In July, Nscale broke into the big leagues with a deal to build OpenAI’s first “Stargate” AI data center in Norway’s Arctic circle as part of a deal with Norwegian billionaire Kjell Inge Røkke’s Aker industrial conglomerate. “We operate in Norway exclusively today. We’re doing deployments in about five countries over the space of the next six months and our intention over the next two years is to be in about 15 European countries,” Payne told Forbes in August.

Currently Nscale’s website only has details of its Glomfjord data center, which it says operates with just 30 megawatts of capacity. “Nscale has multiple data centres including Nscale owned and colocated. Due to security and client sensitivities, we do not share the details of our full global footprint,” said Broughton on behalf of Nscale.

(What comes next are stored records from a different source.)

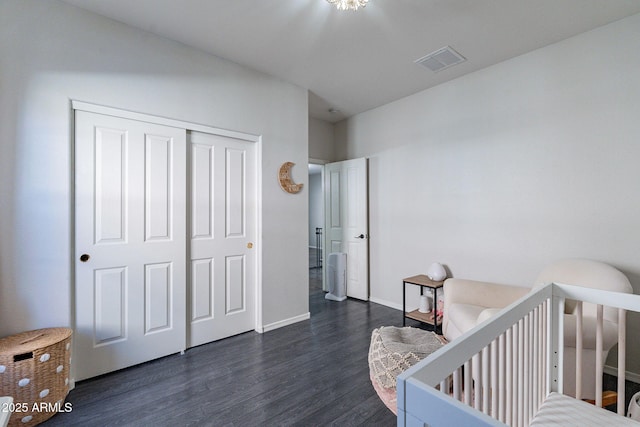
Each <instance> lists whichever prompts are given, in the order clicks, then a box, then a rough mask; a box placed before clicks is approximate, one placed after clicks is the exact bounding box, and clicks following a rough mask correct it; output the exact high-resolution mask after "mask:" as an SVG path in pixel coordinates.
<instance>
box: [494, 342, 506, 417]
mask: <svg viewBox="0 0 640 427" xmlns="http://www.w3.org/2000/svg"><path fill="white" fill-rule="evenodd" d="M505 340H506V332H505V333H502V334H500V337H498V348H499V356H498V387H497V389H496V390H494V393H496V394H497V395H498V420H499V421H500V422H502V423H504V422H505V410H504V409H505V408H504V406H505V399H504V396H505V387H506V385H505V377H506V375H505V369H506V368H505V365H506V360H505V359H506V354H505V349H504V348H505Z"/></svg>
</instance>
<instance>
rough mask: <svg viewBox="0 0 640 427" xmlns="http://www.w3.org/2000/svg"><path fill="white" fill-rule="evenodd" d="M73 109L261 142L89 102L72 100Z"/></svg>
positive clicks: (257, 140) (181, 121) (246, 133)
mask: <svg viewBox="0 0 640 427" xmlns="http://www.w3.org/2000/svg"><path fill="white" fill-rule="evenodd" d="M71 108H73V109H74V110H81V111H87V112H90V113H97V114H104V115H107V116H114V117H120V118H123V119H130V120H137V121H139V122H147V123H155V124H159V125H165V126H171V127H176V128H180V129H187V130H192V131H196V132H204V133H211V134H214V135H220V136H227V137H229V138H235V139H242V140H245V141H251V142H259V141H260V139H261V138H260V136H259V135H253V134H250V133H245V132H238V131H234V130H228V129H221V128H217V127H213V126H208V125H203V124H199V123H193V122H187V121H184V120H176V119H170V118H168V117H162V116H154V115H152V114H145V113H138V112H136V111H129V110H122V109H120V108H113V107H107V106H104V105H98V104H91V103H89V102H84V101H78V100H75V99H72V100H71Z"/></svg>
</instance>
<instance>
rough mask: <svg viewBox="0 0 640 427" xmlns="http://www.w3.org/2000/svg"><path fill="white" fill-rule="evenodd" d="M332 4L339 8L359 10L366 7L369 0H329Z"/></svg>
mask: <svg viewBox="0 0 640 427" xmlns="http://www.w3.org/2000/svg"><path fill="white" fill-rule="evenodd" d="M327 1H328V2H329V3H331V4H335V5H336V8H337V9H338V10H358V8H360V7H365V6H366V5H367V2H368V1H369V0H327Z"/></svg>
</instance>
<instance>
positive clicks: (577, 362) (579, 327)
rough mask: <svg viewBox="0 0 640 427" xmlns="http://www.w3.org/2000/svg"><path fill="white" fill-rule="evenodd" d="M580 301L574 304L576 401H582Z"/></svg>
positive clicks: (580, 319)
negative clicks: (575, 327)
mask: <svg viewBox="0 0 640 427" xmlns="http://www.w3.org/2000/svg"><path fill="white" fill-rule="evenodd" d="M582 329H583V327H582V301H577V303H576V399H578V400H580V399H582Z"/></svg>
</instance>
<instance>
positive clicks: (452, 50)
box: [414, 46, 466, 73]
mask: <svg viewBox="0 0 640 427" xmlns="http://www.w3.org/2000/svg"><path fill="white" fill-rule="evenodd" d="M464 61H466V58H465V57H464V56H462V55H460V54H459V53H458V52H456V51H455V50H453V48H452V47H451V46H445V47H443V48H440V49H438V50H436V51H435V52H431V53H430V54H428V55H426V56H423V57H422V58H420V59H416V60H415V61H414V62H415V63H416V64H420V65H422V66H424V67H427V68H428V69H430V70H431V71H433V72H434V73H437V72H438V71H442V70H444V69H445V68H449V67H453V66H454V65H456V64H459V63H461V62H464Z"/></svg>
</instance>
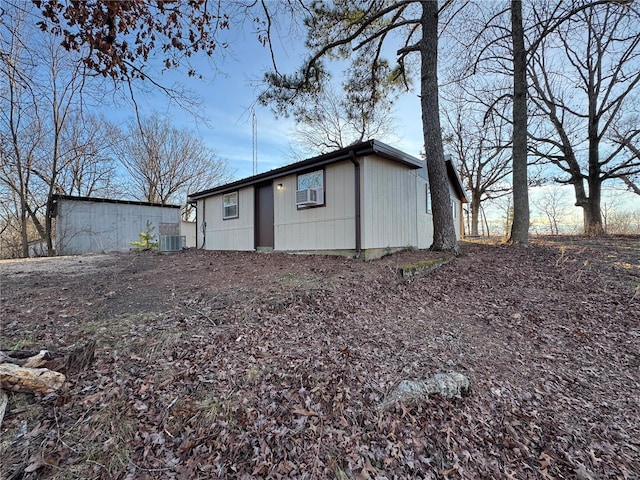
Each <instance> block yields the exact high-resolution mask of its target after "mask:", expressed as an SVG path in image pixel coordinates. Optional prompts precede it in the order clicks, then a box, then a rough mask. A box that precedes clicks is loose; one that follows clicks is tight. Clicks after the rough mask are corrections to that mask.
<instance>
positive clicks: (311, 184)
mask: <svg viewBox="0 0 640 480" xmlns="http://www.w3.org/2000/svg"><path fill="white" fill-rule="evenodd" d="M324 205H325V203H324V169H321V170H314V171H313V172H308V173H302V174H300V175H298V179H297V188H296V206H297V208H298V209H301V208H309V207H321V206H324Z"/></svg>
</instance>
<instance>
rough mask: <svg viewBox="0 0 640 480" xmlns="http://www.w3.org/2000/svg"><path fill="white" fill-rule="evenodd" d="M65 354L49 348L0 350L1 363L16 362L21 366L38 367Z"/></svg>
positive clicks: (0, 361)
mask: <svg viewBox="0 0 640 480" xmlns="http://www.w3.org/2000/svg"><path fill="white" fill-rule="evenodd" d="M63 355H64V354H63V353H60V352H51V351H49V350H40V351H37V350H0V363H15V364H16V365H20V366H21V367H29V368H36V367H40V366H42V365H44V364H45V363H46V362H48V361H50V360H53V359H54V358H58V357H61V356H63Z"/></svg>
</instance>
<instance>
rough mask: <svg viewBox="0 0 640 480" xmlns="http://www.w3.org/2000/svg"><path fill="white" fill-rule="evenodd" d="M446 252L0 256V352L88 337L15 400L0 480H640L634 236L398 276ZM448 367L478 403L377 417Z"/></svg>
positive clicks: (68, 350)
mask: <svg viewBox="0 0 640 480" xmlns="http://www.w3.org/2000/svg"><path fill="white" fill-rule="evenodd" d="M438 256H441V254H437V253H433V252H428V251H418V252H415V251H414V252H405V253H401V254H395V255H392V256H389V257H385V258H383V259H380V260H376V261H371V262H362V261H358V260H354V259H347V258H336V257H325V256H302V255H287V254H256V253H236V252H226V253H222V252H205V251H196V250H188V251H184V252H181V253H177V254H171V255H161V254H154V253H129V254H119V255H94V256H82V257H61V258H54V259H37V260H23V261H3V262H0V278H1V282H2V283H1V288H2V291H1V305H0V318H1V325H2V332H1V335H0V349H4V350H9V349H35V350H39V349H41V348H47V349H50V350H52V351H56V352H68V351H71V349H73V348H74V347H78V346H82V345H84V344H85V343H86V342H88V341H90V340H96V342H97V347H96V351H95V358H94V360H93V362H92V363H91V364H90V365H89V366H88V367H87V368H86V369H84V370H82V371H79V372H78V371H68V372H65V368H64V366H63V365H60V364H58V365H57V367H56V368H57V369H59V370H60V371H62V372H63V373H66V374H67V380H68V381H67V383H66V384H65V386H64V387H63V389H62V390H60V391H58V392H56V393H53V394H49V395H33V394H26V393H10V394H9V405H8V408H7V413H6V415H5V418H4V421H3V423H2V427H1V432H2V436H1V440H0V458H1V459H2V461H1V462H0V463H1V465H0V478H2V479H18V478H20V479H36V478H43V479H44V478H46V479H50V478H60V479H87V478H104V479H111V478H126V479H140V478H142V479H144V478H158V479H160V478H163V479H164V478H184V479H193V478H243V479H250V478H309V479H310V478H338V479H340V480H343V479H347V478H353V479H360V478H376V479H385V478H388V479H392V478H426V479H429V478H464V479H478V478H487V479H489V478H492V479H493V478H496V479H497V478H515V479H529V478H531V479H533V478H543V479H580V480H595V479H608V478H615V479H638V478H640V237H616V238H607V239H589V238H582V237H554V238H540V239H534V241H533V244H532V246H531V247H530V248H527V249H524V248H514V247H508V246H504V245H501V244H499V243H496V244H486V243H468V242H467V243H463V244H462V254H461V255H460V256H458V257H456V258H455V259H454V260H453V261H451V262H449V263H447V264H446V265H444V266H442V267H440V268H439V269H437V270H435V271H434V272H432V273H430V274H429V275H427V276H425V277H422V278H418V279H415V280H412V281H403V280H402V278H401V277H400V275H399V274H398V269H399V268H400V267H402V266H403V265H406V264H415V263H416V262H419V261H421V260H424V259H431V258H435V257H438ZM54 366H55V365H51V367H52V368H53V367H54ZM447 371H457V372H460V373H463V374H464V375H466V376H467V377H469V379H470V384H471V392H470V395H469V396H466V397H463V398H457V399H453V400H449V399H444V398H440V397H437V396H433V397H430V398H429V399H427V400H425V401H423V402H420V403H417V404H411V405H402V404H397V405H396V406H395V408H392V409H390V410H382V409H380V405H381V404H382V402H383V401H384V399H385V397H386V396H387V395H388V394H389V392H390V391H391V390H392V389H393V387H394V386H395V385H397V384H398V382H400V381H401V380H404V379H424V378H428V377H430V376H431V375H433V374H434V373H437V372H447Z"/></svg>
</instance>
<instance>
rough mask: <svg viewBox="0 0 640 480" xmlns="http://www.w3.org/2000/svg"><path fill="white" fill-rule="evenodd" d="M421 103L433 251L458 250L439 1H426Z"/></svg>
mask: <svg viewBox="0 0 640 480" xmlns="http://www.w3.org/2000/svg"><path fill="white" fill-rule="evenodd" d="M421 24H422V39H421V42H420V54H421V57H422V63H421V79H420V80H421V81H420V93H421V99H420V104H421V105H420V106H421V108H422V126H423V131H424V148H425V153H426V157H427V171H428V173H429V187H430V188H429V189H430V191H431V200H432V202H431V208H432V210H433V244H432V245H431V249H432V250H453V251H457V250H458V239H457V238H456V230H455V227H454V224H453V211H452V207H451V196H450V193H449V180H448V177H447V166H446V163H445V160H444V146H443V144H442V129H441V127H440V107H439V102H438V2H437V1H429V2H422V18H421Z"/></svg>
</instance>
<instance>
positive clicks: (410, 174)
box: [361, 156, 418, 249]
mask: <svg viewBox="0 0 640 480" xmlns="http://www.w3.org/2000/svg"><path fill="white" fill-rule="evenodd" d="M361 165H362V175H361V181H362V248H363V249H373V248H402V247H410V246H417V244H418V229H417V222H416V218H417V205H416V198H417V197H418V192H417V188H418V181H417V179H418V174H417V172H416V171H415V170H411V169H409V168H406V167H404V166H400V165H398V164H397V163H396V162H393V161H390V160H386V159H384V158H380V157H373V156H368V157H365V158H364V159H363V160H361Z"/></svg>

In addition to its deal with OpenAI to build a 30,000 GPU “Stargate” facility in the U.K., Nscale separately signed a deal for Microsoft to lease an unfinished 50 megawatt data centre in south west England it had only bought months earlier. These projects are a fraction of the size of the original “Stargate” project, a 4.5 gigawatt data center, that OpenAI is building in Abilene, Texas, with Oracle and Crusoe.

Despite its Australian origins, and backing from mostly American “opportunistic hedge fund investors,” Nscale is pitching itself as an European “sovereign” alternative to Silicon Valley’s hyper-scalers. “Europe lacks AI infrastructure that’s European sovereign, that’s something we’re working fiercely to solve,” said Payne.

Nscale wasn’t the only tech bet that Huang talked up on his U.K. tour. The Nvidia cofounder said he planned to invest over $2.7 billion in digital bank Revolut, self-driving car Wayve and other British startups. “I look forward to making a fortune off you,” he told founders at the London event.